Discursos focados na
importância de mais investimentos para melhorar sistemas educacionais
são perigosos, porque podem oferecer uma escapatória aos profissionais
menos eficientes.
A opinião é de Andrés Alonso, um dos mais
respeitados especialistas em educação do mundo. Para ele, muitos dos
problemas das escolas são de gerenciamento.
Alonso diz, no
entanto, que aumentar investimentos é importante.

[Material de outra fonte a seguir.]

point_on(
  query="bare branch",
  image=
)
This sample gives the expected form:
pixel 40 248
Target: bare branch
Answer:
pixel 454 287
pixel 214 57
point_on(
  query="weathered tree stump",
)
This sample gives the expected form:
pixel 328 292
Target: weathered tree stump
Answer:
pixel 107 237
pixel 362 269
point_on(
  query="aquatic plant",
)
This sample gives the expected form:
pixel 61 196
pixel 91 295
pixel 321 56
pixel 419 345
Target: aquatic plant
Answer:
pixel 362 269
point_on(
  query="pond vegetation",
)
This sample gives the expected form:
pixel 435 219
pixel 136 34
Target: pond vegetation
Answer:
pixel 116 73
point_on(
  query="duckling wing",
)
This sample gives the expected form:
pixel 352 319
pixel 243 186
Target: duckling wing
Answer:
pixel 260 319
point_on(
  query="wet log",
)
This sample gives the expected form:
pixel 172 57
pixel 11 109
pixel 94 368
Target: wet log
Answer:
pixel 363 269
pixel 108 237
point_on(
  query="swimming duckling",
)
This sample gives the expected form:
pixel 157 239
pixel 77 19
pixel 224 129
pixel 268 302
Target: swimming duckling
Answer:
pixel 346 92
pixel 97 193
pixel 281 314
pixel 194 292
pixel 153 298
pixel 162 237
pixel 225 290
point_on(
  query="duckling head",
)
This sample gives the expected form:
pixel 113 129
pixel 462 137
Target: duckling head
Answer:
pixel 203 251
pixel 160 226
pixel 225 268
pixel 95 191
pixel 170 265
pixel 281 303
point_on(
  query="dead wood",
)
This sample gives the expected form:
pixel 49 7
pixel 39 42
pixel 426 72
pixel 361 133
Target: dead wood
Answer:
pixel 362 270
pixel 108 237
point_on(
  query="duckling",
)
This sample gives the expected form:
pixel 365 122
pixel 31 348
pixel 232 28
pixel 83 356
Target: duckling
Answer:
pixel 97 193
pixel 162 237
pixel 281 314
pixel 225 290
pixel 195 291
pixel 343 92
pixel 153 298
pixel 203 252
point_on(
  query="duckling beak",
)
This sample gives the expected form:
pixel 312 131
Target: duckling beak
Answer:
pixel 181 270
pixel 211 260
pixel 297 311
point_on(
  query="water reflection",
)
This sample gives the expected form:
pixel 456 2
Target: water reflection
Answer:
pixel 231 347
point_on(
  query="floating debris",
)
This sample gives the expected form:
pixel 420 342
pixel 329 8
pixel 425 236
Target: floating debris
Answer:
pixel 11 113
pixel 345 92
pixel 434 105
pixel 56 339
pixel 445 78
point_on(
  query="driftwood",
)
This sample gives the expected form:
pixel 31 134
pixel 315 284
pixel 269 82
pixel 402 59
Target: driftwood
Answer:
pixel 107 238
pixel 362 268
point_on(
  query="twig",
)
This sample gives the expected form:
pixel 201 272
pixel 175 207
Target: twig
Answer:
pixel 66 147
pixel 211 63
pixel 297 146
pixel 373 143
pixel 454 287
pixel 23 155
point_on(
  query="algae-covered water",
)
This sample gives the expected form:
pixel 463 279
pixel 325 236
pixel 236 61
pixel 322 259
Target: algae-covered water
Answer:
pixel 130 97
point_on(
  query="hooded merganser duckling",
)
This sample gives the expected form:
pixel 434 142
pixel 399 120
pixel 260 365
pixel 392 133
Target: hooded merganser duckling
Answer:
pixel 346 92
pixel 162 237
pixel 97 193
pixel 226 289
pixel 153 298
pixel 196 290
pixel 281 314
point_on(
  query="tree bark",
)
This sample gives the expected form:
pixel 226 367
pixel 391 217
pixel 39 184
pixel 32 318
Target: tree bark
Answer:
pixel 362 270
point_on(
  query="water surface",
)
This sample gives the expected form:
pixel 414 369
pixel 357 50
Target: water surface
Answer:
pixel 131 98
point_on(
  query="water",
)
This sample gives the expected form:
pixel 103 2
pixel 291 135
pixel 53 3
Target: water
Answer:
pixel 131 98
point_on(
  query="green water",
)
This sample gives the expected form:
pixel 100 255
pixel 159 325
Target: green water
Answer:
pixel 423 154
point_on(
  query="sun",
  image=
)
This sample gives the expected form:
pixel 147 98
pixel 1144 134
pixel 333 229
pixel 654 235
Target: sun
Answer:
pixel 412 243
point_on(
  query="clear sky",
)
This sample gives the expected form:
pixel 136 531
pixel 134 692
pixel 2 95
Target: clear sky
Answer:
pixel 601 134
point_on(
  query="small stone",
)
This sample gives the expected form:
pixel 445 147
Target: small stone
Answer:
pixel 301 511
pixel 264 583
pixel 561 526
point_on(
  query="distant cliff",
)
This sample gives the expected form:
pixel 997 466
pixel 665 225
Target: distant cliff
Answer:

Ele chama de
hipócritas os que gastam muito para mandar os filhos a escolas privadas,
mas afirmam que a melhoria no ensino não se trata de necessidade
dinheiro.
O reconhecimento de Alonso veio após sua gestão bem
sucedida como secretário de Educação em Baltimore, no Estado de
Maryland, EUA, cidade cuja região metropolitana tem 2,7 milhões de
pessoas.
Durante a sua administração, o número de alunos que
abandona o ensino médio caiu mais de 50%, e o desempenho dos estudantes
melhorou em quase todas as disciplinas e séries.
Alonso esteve em
São Paulo na semana passada para participar de um debate promovido pela
Fundação Itaú Social sobre programas de tutorias de professores.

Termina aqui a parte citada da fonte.